Oh ya, hampir lupa, karena saya masih lahir di Bakara, ada baiknya saya memperkenalkan kampung dan rumah orangtua saya di Huta Bagasan Simangulampe. Rumah orangtua saya masih berbentuk Rumah Batak yang sudah dimodifikasi dengan atap seng, dan sudah menggunakan tangga beton, kemudian sudah dimodifikasi dengan menambah bangunan di bagian belakang dan sebelah kanannya yang menempel dan menyatu dengan Rumah Batak itu sendiri. Coba kita lihat video berikut:
Dalam budaya atau tradisi Batak Toba dalam membangun Rumah Batak, biasanya dilengkapi dengan satu rumah kecil yang biasanya disebut sebagai Rumah Siamporik, biasanya difungsikan sebagai lumbung hasil panen. Rumah orangtua saya masih dilengkapi dengan sebuah rumah kecil, yang berfungsi sebagai lumbung padi, dna hasil panenan lainnya seperti bawang, atau cengkeh dan kopi. Rumah kecil ini dibangun persisi di hadapan Rumah Batak dibatasi oleh halaman, sehingga persis berhadap-hadapan dengan Rumah Batak.

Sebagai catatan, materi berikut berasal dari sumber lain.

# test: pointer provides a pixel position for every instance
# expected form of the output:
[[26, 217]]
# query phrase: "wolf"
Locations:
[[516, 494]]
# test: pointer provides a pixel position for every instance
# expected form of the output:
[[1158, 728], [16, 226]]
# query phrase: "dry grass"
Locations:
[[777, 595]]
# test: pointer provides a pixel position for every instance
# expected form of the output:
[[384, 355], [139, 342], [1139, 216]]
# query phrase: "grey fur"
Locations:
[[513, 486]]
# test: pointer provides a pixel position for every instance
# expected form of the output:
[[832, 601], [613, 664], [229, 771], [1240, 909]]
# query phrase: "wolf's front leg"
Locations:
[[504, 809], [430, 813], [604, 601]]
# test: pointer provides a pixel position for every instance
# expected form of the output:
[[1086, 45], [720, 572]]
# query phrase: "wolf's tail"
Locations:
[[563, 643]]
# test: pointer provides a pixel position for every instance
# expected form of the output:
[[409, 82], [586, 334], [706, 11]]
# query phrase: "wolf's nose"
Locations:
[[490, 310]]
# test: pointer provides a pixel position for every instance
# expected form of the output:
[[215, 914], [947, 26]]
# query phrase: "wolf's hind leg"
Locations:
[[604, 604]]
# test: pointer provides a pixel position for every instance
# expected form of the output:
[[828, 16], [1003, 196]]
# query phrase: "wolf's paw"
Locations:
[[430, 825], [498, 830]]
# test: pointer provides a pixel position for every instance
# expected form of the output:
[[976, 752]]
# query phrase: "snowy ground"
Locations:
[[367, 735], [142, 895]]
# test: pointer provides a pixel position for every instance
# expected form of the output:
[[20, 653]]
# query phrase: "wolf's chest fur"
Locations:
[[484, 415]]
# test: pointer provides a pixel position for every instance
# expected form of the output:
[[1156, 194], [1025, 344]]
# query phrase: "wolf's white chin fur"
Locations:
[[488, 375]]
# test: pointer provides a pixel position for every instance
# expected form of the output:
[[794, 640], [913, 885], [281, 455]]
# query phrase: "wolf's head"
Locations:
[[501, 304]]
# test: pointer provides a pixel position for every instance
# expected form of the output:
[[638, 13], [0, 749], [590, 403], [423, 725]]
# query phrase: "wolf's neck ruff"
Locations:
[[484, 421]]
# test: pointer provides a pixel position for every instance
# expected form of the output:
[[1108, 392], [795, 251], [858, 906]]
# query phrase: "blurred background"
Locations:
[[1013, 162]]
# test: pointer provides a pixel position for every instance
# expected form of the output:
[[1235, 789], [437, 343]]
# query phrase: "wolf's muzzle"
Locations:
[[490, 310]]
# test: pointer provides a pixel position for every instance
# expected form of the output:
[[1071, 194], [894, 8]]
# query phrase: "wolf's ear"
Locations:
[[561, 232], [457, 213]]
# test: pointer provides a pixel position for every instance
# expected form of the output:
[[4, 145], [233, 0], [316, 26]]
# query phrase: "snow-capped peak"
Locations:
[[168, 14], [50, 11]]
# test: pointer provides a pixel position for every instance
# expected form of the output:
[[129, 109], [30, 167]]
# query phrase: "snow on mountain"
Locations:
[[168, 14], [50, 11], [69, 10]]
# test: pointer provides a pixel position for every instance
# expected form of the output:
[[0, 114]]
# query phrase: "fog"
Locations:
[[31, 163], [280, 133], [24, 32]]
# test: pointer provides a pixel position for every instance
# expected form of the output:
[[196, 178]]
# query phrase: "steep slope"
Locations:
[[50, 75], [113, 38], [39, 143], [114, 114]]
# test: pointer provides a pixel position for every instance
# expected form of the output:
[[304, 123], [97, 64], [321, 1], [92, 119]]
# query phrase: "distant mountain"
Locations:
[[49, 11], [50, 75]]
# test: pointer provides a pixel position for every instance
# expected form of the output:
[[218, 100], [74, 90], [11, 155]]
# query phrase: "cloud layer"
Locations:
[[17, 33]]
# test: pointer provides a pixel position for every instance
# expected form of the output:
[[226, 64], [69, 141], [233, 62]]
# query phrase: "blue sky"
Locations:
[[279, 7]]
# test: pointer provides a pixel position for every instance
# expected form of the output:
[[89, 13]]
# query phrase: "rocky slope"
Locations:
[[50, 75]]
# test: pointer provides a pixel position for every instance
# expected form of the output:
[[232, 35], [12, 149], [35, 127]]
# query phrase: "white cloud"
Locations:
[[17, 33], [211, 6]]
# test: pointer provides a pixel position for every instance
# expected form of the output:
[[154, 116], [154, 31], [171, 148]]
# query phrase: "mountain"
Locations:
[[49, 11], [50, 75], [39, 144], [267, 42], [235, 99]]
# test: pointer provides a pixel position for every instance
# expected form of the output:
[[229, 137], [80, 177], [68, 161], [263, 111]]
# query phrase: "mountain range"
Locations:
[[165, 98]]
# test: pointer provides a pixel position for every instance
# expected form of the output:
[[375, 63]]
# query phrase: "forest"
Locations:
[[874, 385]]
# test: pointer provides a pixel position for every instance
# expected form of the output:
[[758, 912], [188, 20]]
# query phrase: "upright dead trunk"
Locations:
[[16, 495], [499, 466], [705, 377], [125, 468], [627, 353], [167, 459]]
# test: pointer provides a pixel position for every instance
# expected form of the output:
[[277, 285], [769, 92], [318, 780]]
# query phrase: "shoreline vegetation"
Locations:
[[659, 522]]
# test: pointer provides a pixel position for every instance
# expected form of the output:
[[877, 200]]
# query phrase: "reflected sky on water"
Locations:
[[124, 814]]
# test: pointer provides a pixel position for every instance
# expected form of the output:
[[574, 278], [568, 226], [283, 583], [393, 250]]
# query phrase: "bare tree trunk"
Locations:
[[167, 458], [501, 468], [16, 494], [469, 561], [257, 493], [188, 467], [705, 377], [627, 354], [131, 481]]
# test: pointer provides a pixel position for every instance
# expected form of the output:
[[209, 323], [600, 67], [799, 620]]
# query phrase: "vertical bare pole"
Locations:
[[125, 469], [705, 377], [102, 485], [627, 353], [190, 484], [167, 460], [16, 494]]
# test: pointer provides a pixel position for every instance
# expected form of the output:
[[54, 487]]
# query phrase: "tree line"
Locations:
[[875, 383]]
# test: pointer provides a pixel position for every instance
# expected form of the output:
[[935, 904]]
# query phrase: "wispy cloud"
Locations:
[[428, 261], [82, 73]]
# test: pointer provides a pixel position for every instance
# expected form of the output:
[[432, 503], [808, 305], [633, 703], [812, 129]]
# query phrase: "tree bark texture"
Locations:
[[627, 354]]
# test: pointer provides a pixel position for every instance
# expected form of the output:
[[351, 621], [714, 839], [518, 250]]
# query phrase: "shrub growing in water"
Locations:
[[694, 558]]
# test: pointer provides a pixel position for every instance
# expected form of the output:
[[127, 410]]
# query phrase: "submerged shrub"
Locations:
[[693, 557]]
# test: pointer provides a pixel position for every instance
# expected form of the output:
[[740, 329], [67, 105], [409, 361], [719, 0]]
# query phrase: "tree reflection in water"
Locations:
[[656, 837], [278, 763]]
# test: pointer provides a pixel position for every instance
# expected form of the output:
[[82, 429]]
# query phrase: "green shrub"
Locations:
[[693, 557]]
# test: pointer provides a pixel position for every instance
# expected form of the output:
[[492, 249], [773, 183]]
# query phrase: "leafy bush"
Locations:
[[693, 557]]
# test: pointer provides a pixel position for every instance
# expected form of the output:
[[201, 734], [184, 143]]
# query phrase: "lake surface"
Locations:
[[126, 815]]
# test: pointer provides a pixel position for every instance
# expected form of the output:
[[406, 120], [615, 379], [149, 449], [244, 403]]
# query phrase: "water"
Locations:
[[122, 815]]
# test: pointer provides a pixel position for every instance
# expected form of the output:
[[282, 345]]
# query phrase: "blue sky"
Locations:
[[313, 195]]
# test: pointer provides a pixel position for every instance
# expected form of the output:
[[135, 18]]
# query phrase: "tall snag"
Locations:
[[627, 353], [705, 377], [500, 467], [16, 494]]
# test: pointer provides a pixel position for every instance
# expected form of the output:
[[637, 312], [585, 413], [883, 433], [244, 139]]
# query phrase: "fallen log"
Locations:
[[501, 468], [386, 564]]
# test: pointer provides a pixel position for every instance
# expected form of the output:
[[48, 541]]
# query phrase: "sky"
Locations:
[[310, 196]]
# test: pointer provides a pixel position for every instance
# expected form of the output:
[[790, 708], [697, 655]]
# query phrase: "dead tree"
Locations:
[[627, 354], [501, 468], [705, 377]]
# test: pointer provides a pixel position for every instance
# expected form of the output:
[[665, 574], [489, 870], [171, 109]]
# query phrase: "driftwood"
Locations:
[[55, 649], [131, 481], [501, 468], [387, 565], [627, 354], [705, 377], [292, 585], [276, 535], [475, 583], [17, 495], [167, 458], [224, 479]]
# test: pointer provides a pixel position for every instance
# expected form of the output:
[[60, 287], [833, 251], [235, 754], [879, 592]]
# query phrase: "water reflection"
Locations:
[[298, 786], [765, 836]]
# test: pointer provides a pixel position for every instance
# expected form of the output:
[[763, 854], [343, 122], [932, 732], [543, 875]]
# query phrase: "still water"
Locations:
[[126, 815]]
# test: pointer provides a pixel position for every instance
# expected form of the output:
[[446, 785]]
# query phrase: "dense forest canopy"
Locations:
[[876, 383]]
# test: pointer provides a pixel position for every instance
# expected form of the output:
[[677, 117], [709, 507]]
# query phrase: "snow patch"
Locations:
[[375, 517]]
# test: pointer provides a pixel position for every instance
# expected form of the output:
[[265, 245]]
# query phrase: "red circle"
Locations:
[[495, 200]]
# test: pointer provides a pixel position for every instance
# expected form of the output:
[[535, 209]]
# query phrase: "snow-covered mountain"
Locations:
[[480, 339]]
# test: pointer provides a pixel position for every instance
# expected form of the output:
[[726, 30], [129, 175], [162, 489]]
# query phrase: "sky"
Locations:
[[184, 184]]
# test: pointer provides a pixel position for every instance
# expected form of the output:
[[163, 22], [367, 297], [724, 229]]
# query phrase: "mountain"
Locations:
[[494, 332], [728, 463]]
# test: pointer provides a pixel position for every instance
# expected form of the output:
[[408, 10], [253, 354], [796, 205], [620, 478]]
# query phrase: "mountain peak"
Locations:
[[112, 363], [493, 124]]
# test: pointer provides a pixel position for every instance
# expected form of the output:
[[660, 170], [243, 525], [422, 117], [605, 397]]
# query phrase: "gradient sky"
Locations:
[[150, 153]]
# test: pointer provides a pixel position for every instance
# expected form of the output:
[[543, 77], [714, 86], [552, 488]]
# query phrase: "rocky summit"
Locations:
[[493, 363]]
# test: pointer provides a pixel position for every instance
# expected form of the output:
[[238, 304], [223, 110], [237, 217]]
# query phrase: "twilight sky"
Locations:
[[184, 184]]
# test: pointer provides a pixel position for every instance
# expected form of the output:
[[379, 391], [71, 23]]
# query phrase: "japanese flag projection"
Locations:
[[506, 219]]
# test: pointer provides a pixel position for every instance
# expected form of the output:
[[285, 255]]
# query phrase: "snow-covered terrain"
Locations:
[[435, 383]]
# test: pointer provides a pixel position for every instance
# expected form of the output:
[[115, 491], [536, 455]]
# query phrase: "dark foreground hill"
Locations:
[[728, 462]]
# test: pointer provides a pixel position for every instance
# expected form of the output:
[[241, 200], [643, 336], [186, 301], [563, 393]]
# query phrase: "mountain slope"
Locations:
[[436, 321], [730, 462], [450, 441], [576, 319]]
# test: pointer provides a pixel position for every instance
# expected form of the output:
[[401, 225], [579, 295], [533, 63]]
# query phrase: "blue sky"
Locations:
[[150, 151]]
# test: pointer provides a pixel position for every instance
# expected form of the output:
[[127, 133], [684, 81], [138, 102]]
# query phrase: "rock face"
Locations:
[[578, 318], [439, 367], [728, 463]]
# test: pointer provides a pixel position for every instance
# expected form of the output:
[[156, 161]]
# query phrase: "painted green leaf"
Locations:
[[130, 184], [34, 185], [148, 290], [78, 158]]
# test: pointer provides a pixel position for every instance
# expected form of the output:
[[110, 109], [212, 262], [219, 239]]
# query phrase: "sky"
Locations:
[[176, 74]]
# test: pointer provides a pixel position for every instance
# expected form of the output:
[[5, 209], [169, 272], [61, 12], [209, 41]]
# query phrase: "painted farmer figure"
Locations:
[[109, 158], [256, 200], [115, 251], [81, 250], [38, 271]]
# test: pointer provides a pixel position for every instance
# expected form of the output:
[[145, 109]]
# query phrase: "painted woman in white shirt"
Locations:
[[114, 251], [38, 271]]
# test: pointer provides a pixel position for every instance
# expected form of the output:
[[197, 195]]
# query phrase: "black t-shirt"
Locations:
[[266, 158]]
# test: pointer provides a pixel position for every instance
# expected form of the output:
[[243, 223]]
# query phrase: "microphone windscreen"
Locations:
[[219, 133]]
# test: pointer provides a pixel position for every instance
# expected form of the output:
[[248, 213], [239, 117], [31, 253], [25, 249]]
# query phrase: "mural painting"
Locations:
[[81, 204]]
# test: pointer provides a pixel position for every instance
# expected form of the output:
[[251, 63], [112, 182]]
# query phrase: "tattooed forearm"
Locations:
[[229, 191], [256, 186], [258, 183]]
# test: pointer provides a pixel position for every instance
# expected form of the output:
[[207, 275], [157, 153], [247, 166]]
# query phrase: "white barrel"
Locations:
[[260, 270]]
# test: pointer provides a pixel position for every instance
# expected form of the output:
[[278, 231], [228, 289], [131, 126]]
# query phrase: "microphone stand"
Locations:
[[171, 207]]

Setelah melihat rumah dan huta kelahiran saya, saatnya kita pulang meninggalkan Bakara melalui jalur Dolok Sanggul. Sambil menikmati perjalanan pulang, kita akan singgah sebentar di SDN 173353 Simangulampe, tempat saya dulu sekolah SD, lokasinya berada di sebelah Gereja Katolik, disana juga ada rumah Oppung saya, yo kita lihat dalam video berikut:
Laporan dan dokumentasi situs budaya ini belumlah lengkap, masih ada tempat-tempat lain yang perlu kita jelajahi. Dan jika para pembaca artikel ini memiliki informasi, mohon kesediaannya melengkapinya dalam kolom komentar.